Friday, May 18, 2012

Sharps and Flats - Not a Bluegrass Duo

At the jam group, somebody submitted the Beatle song, "When I'm Sixty-Four," for consideration. The version they had was in the key of C, which is more often than not, the key we play stuff in. 


If you are musically inclined, you know why; if not, that's because C-major is the simplest key: The notes are "whole," i.e. without any sharps or flats necessary in the notes/chords.


Um. Anyway, so we had the song in C, which is easy to play. Thing was, it was a vocal stretch for most everybody in that key. I could sing bass at the bottom of my range, but the high end was way up there.


So, the solution was to rearrange the piece into another key, and the pianist suggested E-major, since that would be down (or up) enough steps for us to hang out comfortably.


Easy for a pianist to say. If you are playing a piano, you can go off into to sharp- or flat-land, just use the black keys, but if you are a guitarist, or strumming a ukulele, the farther away you get from C, the more likely it is you will have to use a finger-busting chord.


No sharps nor flats in C, but four-sharps in E.

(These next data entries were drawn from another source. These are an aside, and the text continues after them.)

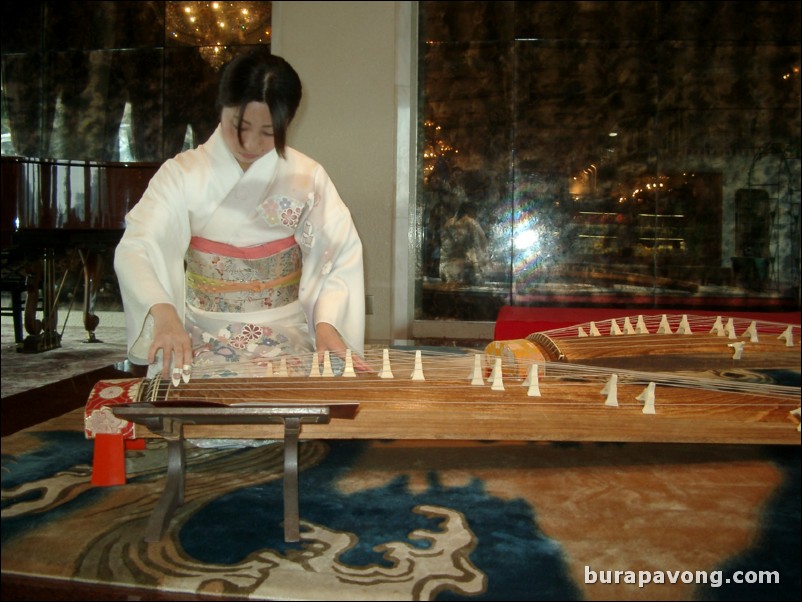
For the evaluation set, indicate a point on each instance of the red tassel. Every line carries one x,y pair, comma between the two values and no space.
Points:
108,466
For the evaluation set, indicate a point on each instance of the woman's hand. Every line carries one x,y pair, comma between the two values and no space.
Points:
172,339
328,339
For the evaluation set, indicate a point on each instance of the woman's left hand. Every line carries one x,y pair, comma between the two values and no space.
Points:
328,339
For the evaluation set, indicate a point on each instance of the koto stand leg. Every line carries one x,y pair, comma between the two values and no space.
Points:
173,495
292,529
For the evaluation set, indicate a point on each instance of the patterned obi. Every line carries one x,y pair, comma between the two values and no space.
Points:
224,278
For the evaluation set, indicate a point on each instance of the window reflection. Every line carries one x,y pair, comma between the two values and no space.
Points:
611,150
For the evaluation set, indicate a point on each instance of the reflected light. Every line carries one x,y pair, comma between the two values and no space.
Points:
526,240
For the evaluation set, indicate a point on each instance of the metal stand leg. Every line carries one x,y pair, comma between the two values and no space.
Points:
173,495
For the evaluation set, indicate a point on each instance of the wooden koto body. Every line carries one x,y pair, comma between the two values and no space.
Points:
687,388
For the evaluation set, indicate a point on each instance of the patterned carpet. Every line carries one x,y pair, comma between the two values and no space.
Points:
395,520
398,520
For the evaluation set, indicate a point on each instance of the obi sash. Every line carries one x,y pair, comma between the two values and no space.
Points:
225,278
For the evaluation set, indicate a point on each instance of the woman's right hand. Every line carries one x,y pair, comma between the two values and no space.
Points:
172,339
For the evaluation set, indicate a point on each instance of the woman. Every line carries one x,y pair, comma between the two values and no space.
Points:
242,250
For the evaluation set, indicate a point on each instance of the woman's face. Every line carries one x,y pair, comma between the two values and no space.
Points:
257,132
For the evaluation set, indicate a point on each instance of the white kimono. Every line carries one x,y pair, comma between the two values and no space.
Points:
204,193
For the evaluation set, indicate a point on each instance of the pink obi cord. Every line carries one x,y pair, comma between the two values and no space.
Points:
267,249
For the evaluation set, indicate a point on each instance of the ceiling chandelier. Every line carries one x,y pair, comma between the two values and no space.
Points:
216,26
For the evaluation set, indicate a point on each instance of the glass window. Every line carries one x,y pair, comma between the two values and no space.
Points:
623,154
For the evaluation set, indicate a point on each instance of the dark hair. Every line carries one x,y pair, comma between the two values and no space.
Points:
262,77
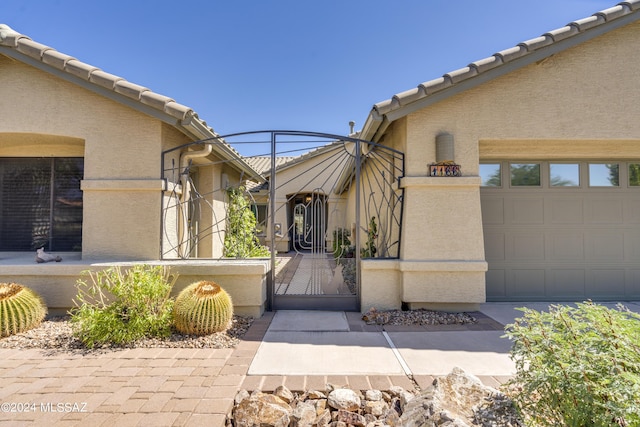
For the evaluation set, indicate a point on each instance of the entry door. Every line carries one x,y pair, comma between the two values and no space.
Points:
309,223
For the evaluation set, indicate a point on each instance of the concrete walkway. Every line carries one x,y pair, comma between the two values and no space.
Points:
195,387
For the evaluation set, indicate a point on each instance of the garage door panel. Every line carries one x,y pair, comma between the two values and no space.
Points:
604,245
566,246
525,246
565,283
496,283
632,245
527,283
526,211
604,211
633,284
494,246
493,210
632,211
566,211
560,242
606,283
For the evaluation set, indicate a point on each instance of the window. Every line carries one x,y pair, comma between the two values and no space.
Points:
604,175
260,212
525,174
41,204
490,174
565,174
634,174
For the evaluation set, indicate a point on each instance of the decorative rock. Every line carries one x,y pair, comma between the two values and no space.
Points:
324,419
376,407
450,401
315,394
343,398
284,393
321,405
262,409
374,395
304,415
242,394
351,418
456,400
391,418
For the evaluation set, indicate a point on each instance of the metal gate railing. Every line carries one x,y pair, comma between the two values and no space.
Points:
315,204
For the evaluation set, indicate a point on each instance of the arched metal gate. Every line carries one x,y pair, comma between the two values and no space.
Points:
315,204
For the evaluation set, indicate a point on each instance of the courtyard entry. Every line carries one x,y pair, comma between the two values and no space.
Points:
316,206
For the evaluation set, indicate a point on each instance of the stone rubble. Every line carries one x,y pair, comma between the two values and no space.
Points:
455,400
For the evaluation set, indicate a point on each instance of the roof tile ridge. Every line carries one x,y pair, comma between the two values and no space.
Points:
615,12
632,4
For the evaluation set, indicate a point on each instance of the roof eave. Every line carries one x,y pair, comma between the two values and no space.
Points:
377,123
189,124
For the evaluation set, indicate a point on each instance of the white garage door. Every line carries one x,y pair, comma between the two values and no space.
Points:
561,230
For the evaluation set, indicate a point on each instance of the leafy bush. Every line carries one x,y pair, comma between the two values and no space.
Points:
121,306
341,242
369,250
577,366
241,240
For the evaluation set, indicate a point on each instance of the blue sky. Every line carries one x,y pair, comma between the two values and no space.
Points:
247,65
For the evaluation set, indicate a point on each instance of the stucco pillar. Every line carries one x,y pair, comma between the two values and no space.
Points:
442,254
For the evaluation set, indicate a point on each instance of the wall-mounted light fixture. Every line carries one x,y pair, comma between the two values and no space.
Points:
445,159
444,148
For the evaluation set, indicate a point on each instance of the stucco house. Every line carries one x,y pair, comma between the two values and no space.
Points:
547,207
93,168
541,202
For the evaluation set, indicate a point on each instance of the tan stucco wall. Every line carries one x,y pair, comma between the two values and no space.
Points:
245,281
43,115
576,104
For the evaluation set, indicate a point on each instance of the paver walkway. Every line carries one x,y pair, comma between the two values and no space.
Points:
146,387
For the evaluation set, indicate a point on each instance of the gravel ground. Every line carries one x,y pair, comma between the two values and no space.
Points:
55,332
416,317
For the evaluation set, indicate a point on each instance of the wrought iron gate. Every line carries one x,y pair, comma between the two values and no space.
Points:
318,202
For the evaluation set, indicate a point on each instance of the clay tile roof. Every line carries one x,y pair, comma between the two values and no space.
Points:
499,63
72,66
21,47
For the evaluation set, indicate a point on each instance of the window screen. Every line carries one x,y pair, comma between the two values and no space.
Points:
41,204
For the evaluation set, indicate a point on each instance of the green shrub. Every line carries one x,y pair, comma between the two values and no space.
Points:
21,309
203,308
341,242
577,366
369,250
121,306
241,239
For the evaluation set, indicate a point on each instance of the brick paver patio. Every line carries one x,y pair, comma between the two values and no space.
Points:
149,387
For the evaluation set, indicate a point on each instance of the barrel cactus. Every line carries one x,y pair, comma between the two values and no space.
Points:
21,309
202,308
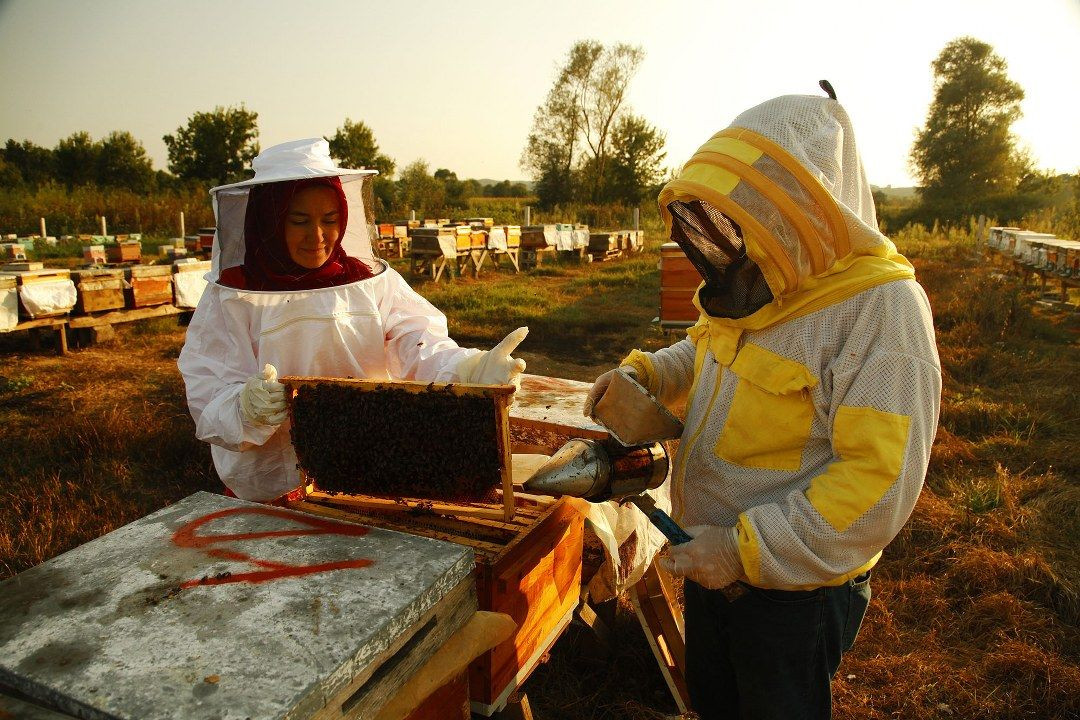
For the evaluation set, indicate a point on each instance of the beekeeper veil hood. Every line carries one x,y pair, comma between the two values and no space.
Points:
787,177
299,160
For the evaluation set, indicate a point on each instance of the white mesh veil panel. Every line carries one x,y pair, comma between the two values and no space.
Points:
230,208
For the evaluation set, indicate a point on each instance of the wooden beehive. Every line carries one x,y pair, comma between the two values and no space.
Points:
9,302
513,235
462,236
678,284
130,252
206,239
439,447
31,274
148,285
538,236
477,238
98,289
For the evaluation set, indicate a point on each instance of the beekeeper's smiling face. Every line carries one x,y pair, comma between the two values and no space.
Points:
312,227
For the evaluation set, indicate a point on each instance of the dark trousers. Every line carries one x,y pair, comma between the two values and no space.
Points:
769,654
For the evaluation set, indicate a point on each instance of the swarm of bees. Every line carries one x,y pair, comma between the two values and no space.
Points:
394,443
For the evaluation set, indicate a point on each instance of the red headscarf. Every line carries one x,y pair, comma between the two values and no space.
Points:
267,262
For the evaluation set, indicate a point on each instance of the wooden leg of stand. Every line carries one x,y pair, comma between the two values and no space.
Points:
517,708
662,621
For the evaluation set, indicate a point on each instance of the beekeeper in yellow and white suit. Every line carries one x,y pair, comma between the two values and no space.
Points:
295,288
813,386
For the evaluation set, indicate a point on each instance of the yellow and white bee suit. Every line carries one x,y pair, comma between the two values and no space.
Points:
376,328
809,421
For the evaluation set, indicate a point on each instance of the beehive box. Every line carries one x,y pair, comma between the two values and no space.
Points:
462,236
678,284
129,252
206,239
148,285
513,235
434,241
189,282
539,236
42,291
94,254
13,250
528,568
98,289
604,243
439,447
477,238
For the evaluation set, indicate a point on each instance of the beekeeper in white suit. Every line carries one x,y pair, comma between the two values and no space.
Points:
813,386
295,288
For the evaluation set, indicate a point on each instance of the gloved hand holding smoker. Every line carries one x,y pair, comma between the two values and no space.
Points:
812,386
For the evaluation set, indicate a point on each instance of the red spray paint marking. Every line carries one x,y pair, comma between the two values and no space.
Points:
186,538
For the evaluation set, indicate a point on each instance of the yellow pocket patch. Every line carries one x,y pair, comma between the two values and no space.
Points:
871,445
769,422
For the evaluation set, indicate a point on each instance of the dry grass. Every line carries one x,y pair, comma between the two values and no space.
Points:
976,603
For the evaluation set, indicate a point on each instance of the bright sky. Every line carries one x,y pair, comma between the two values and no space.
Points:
457,83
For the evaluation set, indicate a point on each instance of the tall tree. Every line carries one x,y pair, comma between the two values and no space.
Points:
419,190
571,131
214,147
77,157
637,155
122,163
967,152
353,146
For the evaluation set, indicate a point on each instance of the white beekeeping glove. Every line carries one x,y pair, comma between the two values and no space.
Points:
495,366
262,398
711,559
599,386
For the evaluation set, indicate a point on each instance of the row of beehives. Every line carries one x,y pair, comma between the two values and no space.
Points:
450,240
1038,250
28,290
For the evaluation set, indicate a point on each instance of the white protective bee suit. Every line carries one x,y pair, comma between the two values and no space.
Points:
374,328
809,421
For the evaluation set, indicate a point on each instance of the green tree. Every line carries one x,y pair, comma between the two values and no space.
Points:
122,163
214,147
77,158
35,164
569,147
637,155
353,146
419,190
967,153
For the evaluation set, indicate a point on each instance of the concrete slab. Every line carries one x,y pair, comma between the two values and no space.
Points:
217,608
12,708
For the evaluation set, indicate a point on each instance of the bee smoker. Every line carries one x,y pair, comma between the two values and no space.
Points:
597,471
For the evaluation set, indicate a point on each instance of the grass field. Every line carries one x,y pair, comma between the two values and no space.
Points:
976,603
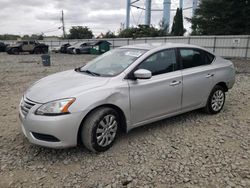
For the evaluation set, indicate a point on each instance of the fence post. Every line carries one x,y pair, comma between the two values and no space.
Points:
113,42
247,47
215,38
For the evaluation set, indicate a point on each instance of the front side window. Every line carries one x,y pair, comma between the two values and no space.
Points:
192,58
113,62
160,62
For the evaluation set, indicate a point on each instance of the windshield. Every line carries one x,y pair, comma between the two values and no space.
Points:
113,62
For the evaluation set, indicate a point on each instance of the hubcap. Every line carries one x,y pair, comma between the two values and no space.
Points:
217,100
106,130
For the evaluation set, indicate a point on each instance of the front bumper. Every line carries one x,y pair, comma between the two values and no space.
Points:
64,128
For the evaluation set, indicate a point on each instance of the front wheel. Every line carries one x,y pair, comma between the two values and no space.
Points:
216,100
99,130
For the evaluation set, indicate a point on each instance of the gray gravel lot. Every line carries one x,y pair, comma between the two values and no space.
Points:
190,150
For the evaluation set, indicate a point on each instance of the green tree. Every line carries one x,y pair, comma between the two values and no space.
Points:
221,17
141,31
178,28
79,32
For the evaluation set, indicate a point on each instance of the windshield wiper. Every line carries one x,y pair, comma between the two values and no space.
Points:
88,72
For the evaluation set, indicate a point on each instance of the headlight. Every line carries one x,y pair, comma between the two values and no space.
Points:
57,107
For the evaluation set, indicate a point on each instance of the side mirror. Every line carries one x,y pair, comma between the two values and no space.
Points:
142,74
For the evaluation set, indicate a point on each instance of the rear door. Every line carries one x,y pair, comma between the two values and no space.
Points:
198,73
160,95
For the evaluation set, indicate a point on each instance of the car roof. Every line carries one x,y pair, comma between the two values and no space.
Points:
150,46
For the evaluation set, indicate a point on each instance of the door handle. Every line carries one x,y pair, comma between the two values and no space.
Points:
175,83
209,75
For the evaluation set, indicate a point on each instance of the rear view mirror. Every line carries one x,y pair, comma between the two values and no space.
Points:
142,74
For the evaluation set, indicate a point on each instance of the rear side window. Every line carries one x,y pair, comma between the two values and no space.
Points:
194,58
208,57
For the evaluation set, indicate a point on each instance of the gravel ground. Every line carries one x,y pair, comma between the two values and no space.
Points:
190,150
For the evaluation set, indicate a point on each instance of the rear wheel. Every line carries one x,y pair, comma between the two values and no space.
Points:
216,100
99,130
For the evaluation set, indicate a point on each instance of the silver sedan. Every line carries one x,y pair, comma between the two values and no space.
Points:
124,88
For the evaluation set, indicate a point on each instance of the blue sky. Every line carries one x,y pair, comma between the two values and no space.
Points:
37,16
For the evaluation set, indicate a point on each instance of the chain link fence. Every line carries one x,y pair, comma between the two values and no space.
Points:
235,46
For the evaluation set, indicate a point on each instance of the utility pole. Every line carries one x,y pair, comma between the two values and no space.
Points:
128,14
63,26
148,12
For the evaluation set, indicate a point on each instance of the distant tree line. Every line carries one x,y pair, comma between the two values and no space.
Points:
212,17
25,37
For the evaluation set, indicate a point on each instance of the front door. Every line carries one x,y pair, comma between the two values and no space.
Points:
159,95
197,75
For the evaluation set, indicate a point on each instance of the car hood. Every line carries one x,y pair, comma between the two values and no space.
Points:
63,85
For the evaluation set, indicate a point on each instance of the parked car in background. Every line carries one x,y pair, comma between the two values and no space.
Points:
56,49
124,88
63,48
100,47
79,48
2,47
33,47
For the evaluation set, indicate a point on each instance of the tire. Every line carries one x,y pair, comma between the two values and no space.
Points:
100,129
15,51
215,100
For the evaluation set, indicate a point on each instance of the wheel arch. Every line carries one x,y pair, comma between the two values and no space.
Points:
120,112
223,85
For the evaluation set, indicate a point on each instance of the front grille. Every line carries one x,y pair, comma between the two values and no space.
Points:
26,105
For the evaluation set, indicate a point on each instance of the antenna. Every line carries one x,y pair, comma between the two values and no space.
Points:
63,25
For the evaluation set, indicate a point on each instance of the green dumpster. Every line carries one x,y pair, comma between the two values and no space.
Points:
100,47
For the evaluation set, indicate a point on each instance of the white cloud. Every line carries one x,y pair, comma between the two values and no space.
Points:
37,16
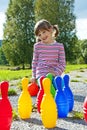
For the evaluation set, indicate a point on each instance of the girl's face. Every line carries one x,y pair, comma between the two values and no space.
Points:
45,36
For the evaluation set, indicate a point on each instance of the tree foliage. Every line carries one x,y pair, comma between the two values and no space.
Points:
60,12
18,32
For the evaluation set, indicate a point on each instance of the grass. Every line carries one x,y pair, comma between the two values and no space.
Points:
7,74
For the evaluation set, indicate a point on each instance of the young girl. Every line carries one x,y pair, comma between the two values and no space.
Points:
48,55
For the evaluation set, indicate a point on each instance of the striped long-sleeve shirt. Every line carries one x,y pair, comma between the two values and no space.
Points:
46,56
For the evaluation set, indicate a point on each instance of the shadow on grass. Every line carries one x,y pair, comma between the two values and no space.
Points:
76,121
39,122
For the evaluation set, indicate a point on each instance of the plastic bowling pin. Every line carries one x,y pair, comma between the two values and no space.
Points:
85,109
68,92
24,101
33,89
61,99
48,106
53,91
40,93
5,107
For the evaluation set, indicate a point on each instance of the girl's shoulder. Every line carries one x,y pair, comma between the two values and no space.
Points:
58,43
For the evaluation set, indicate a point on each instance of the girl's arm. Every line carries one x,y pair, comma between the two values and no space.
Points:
59,69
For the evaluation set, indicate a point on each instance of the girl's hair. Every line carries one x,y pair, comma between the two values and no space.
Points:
44,24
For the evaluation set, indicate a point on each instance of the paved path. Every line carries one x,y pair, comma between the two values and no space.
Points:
79,90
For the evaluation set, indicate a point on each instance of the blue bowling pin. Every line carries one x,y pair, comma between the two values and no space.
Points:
50,76
68,92
60,99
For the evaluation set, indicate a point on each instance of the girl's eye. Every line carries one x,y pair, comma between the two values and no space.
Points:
39,35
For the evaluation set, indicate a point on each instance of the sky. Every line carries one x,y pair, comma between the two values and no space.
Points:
80,12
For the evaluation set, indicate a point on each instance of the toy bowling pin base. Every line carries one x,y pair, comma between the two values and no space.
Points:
5,107
48,106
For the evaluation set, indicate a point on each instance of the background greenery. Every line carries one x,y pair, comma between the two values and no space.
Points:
8,73
21,16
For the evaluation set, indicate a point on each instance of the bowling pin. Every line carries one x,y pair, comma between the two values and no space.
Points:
85,109
68,92
48,106
5,107
53,91
24,101
40,93
61,99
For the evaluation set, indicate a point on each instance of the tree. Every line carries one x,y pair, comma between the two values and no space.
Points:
18,32
60,12
84,50
3,60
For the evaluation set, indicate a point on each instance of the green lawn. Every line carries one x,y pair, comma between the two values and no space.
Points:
7,74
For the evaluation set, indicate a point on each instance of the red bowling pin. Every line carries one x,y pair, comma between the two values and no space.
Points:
85,109
5,107
40,93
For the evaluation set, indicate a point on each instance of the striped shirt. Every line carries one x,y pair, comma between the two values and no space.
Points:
46,56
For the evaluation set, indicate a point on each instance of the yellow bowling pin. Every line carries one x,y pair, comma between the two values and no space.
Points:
24,101
48,106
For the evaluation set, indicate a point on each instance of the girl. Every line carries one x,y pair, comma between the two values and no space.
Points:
48,55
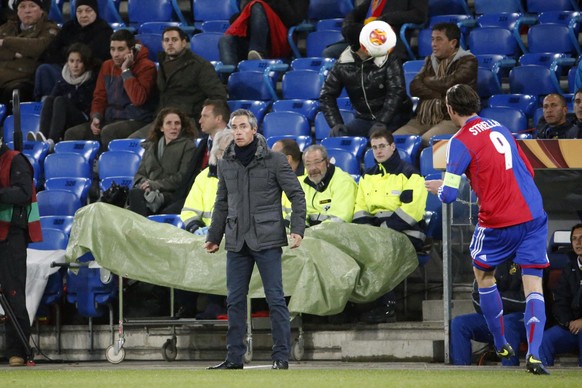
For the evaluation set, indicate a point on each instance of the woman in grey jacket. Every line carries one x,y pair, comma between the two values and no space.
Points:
168,152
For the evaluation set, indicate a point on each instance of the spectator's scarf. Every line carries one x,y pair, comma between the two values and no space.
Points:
277,30
375,10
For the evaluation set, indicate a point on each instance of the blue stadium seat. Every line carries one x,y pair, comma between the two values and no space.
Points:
259,108
249,85
62,223
345,160
493,40
79,186
153,42
334,24
524,102
172,219
58,203
409,144
131,145
448,7
520,80
318,40
106,182
512,118
285,123
537,6
307,108
312,63
204,10
205,44
67,165
329,9
118,163
353,144
86,148
302,141
322,128
28,123
496,6
302,84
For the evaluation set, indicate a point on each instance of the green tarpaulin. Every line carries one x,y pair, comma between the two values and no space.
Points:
336,262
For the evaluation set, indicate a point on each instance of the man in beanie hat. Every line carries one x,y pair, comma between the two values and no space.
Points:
22,40
87,28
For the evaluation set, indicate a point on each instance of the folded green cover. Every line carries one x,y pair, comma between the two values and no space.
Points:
336,262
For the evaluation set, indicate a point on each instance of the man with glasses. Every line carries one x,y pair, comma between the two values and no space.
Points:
391,194
330,193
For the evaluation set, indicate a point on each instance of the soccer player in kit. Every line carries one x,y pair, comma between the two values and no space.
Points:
512,221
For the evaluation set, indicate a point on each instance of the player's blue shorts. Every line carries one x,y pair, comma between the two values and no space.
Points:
525,243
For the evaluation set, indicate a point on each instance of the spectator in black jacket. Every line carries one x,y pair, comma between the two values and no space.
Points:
86,27
374,81
566,336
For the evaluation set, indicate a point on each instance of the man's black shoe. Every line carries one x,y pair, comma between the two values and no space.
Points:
278,364
226,365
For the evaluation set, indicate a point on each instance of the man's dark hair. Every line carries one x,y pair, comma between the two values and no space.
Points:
463,100
291,148
451,30
124,35
382,133
180,32
219,107
559,96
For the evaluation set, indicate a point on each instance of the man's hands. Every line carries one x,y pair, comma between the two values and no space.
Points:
433,185
296,240
96,126
210,247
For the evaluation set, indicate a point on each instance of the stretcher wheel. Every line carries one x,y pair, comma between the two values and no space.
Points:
248,356
298,349
169,349
112,357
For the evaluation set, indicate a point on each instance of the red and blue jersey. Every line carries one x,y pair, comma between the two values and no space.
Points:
499,173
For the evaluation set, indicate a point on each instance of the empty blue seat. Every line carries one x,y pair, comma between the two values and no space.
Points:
118,163
28,123
345,160
131,145
322,129
79,186
521,77
318,40
87,148
307,108
67,165
259,108
205,44
511,118
58,203
172,219
62,223
524,102
286,123
302,141
353,144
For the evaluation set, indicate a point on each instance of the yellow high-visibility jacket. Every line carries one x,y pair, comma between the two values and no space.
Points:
332,199
200,200
392,194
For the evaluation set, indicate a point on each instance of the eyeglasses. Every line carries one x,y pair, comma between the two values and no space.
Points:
314,163
380,146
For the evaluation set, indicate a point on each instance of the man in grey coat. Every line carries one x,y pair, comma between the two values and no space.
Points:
251,180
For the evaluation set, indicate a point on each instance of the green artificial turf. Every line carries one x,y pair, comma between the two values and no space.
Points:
357,378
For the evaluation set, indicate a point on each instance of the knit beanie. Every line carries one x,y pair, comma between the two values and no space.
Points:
89,3
42,4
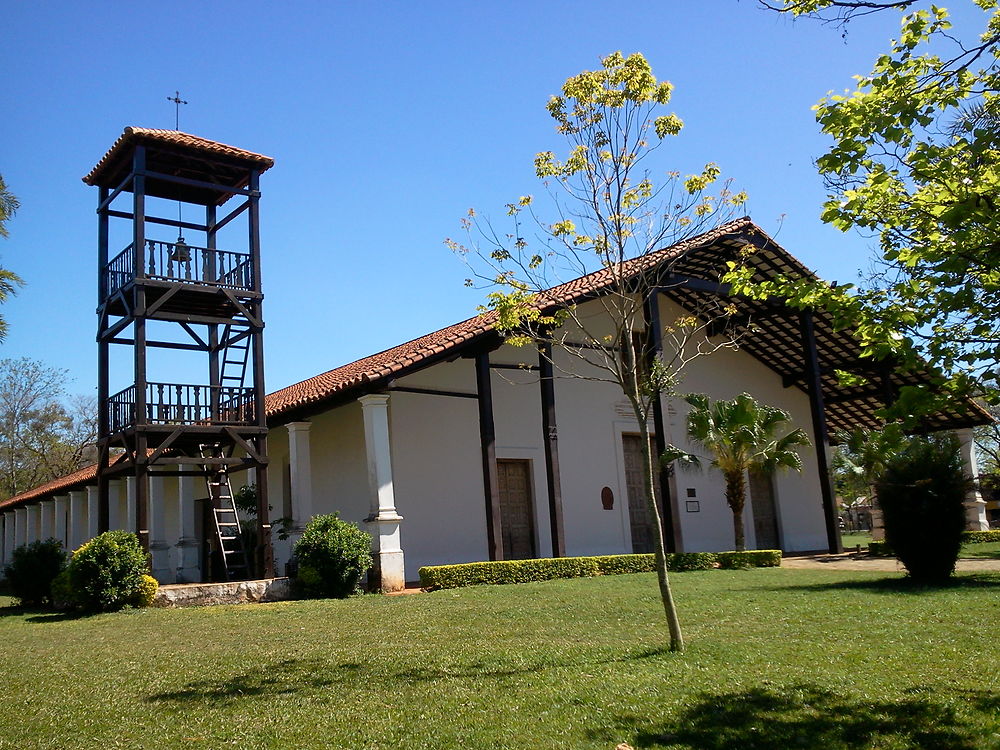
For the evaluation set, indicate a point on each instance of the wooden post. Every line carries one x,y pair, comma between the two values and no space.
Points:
814,387
654,351
550,437
487,437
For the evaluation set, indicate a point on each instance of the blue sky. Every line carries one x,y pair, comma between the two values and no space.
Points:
387,122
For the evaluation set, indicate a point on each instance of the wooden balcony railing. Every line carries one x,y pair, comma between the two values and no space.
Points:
172,261
173,403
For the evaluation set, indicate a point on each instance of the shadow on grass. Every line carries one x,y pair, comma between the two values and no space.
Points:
299,675
902,584
809,716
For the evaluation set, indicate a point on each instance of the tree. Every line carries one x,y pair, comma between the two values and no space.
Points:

If you are good guitarist and have the barre chords all the way up the neck, you can adjust keys fairly easily–move everything up or down, stay relative, no problem; however, if you are still stuck in what are call the "cowboy chords," up in first position (that's near the little tuning pegs and gears and all), then shifting from a C#minor chord to an F# to an E can get to be tricky in a hurry. Most of the guitarists and uke players where I jam still use the cowboy chords most of the time.

You can use a capo, which allows you to play different keys using simpler fingering. Play it in C, capo up four, presto! E! but the uke players don't have 'em.

So I compromised and redid it in G. I think most of us can get it there, and there only one sharp in that key.

We'll see how it goes ...

3 comments:

Shady_Grady said...

Interesting. Hendrix wrote a lot of songs in odd keys for guitar like F# (Foxy Lady, Little Miss Lover) and C#(Burning of the Midnight Lamp, Spanish Castle Magic)

Steve Perry said...

Yeah, but he was Hendrix. Not a lot of folks kept up with him.

Jazz players go there, too, songs with five-fret stretches. E-flat13-aug-sus-Bob's-your-uncle-once-removed chords ...

And once you get into alternate tunings, that does interesting things to chords and scales, too.

We can't go there. I can figure out several positions where I can get the majors, minors, and sevenths, now and then a ninth, but I'm putting in an hour and half a day, though most of it is repertoire. I know only a few scales, and now then, I can work out a fill or riff to go with the rhythm.

We're just not really adept players at the local basement group. Most of them really enjoy the get-togethers, but only a couple of them actually practice during the rest of the week. They come to a chord they don't know, they just skip it.

I'm working on getting the other guitarists to play up the neck, especially for a couple of simple blues songs -- we play St. James Infirmary in Dm -- so you can do it with three chords (Dm, A7, Gm,) and there's only one fret shift, from the fifth fret to the third and back, and it's slow enough to do pretty easily.

Like anything else, you get out of it what you put into it.

The jam group I was in before this one, I was one of the least accomplished players, so I had to hustle to keep up. That was good.

In this group, I'm the best guitarist (that's a relative term here), so I'm trying to help the others get better. Learn a lot by teaching, too ...

Shady_Grady said...

=) When I heard stuff by Joe Pass and Wes Montgomery I knew I would never be able to play it. And I was right!!

+)
But I did have fun trying.
I really enjoy your writing on this btw as it is making me want to get back into some things.